On his way to Moscow, Romanchuk witnessed the destruction of grain collected from the people. "With tears in my eyes, I saw heaps of rotting grain around which comrade soldiers of the Red Army were keeping guard, absolutely uselessly, since instead of grain there was only manure."
"The village population," conclude Romanchuk, "demanded from its delegates that they prevent the export of even one pud (36 pounds) of grain (...) The workers and the sailors of Mykolayiv condemned this project as robbery of the last piece of bread snatched from starving workers. This, comrades, is the authentic voice of the people..."
The opposition generated within the Soviet republics had no more success in stopping grain exports than the protests from without. Ukrainian grain was sold to Germany, France, Finland and other Western European countries. The Bolshevik, a Communist Party paper in Kiev, could brag on February 28, 1923, that 16,000 tons of Ukrainian grain had just arrived in Hamburg, and a week later inform its readers of deaths from hunger in Mykolayiv.
Conclusion
Man - not nature - was the cause of the first mass starvation in Soviet Ukraine. In this respect, the Ukrainian famine of 1921-1923 was very different from the contemporaneous Russian famine, but quite akin to the Ukrainian famine of 1932-1933. Since starvation in Ukraine was the result of a policy of plunder by Lenin's government, the responsibility lies with the Soviet state.

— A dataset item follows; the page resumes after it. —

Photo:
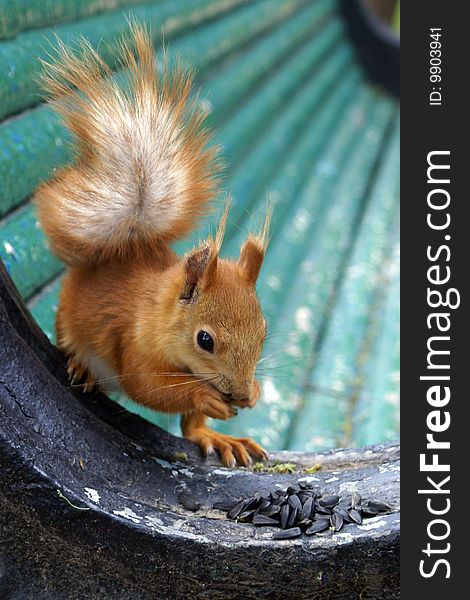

Moscow's treatment of Ukraine at the time of the famine was-that of an imperial government with regard to a rebellious colony. By removing grain from starving Ukraine, the Bolsheviks accomplished several objectives at once: Ukrainian grain helped nourish hungry Russia; it provided a marketable commodity easily exchanged for hard currency in the West; finally, and not insignificantly, it physically weakened Ukrainian opposition to Russian domination. Bullets can miss their target; famines - never.
The famine of 1921-1923 can be regarded as the final blow to the Ukrainian national liberation movement launched in 1917. The Ukrainian national revival in the Soviet Union of the 1920s was to be primarily cultural. Armed struggle for Ukrainian independence became, at least for the time being, a thing of the past.
The famine of 1921-1923 was only the first of three such tragedies inflicted upon the Ukrainian nation by the Communist regime. The other two took place in 1932-1933 and 1946-1947. The Ukrainian diaspora owes it to Ukraine and to itself to study all three families, for without a proper understanding of the deep impact of these tragedies on the Ukrainian nation we can comprehend another present-day Soviet Ukraine nor the Ukrainian diaspora. The first two famines are now being investigated, but is it not ironic that the latest famine remains completely neglected? Is it not high time that a research project be organized by one of our academic institutions in order that this last disaster become a well-documented historical fact?
Ukrainians can make a major contribution in the field of international politics by becoming advocates against the use of food as a weapon. Who is better placed than Ukrainians to inform the world on how totalitarian systems resort to under nourishment and starvation in order to keep whole nations in submission? There are striking parallels between the recent famine in Ethiopia and the Soviet famine of the 1920s. How much more effective would Western aid in Ethiopia have been had the West applied the lessons from the earlier disaster?
Finally, the Ukrainian diaspora should establish a date for the yearly commemoration of the famine-genocide. Such a date could be solemnly proclaimed at the forthcoming fifth convocation of the World Congress of Free Ukrainians. Each year, the Ukrainian diaspora - acting in unison on the same date - should observe the tragedy of genocidal famines against the Ukrainian nation, and in so doing remind the world that what happened in Ukraine is happening and can still happen elsewhere.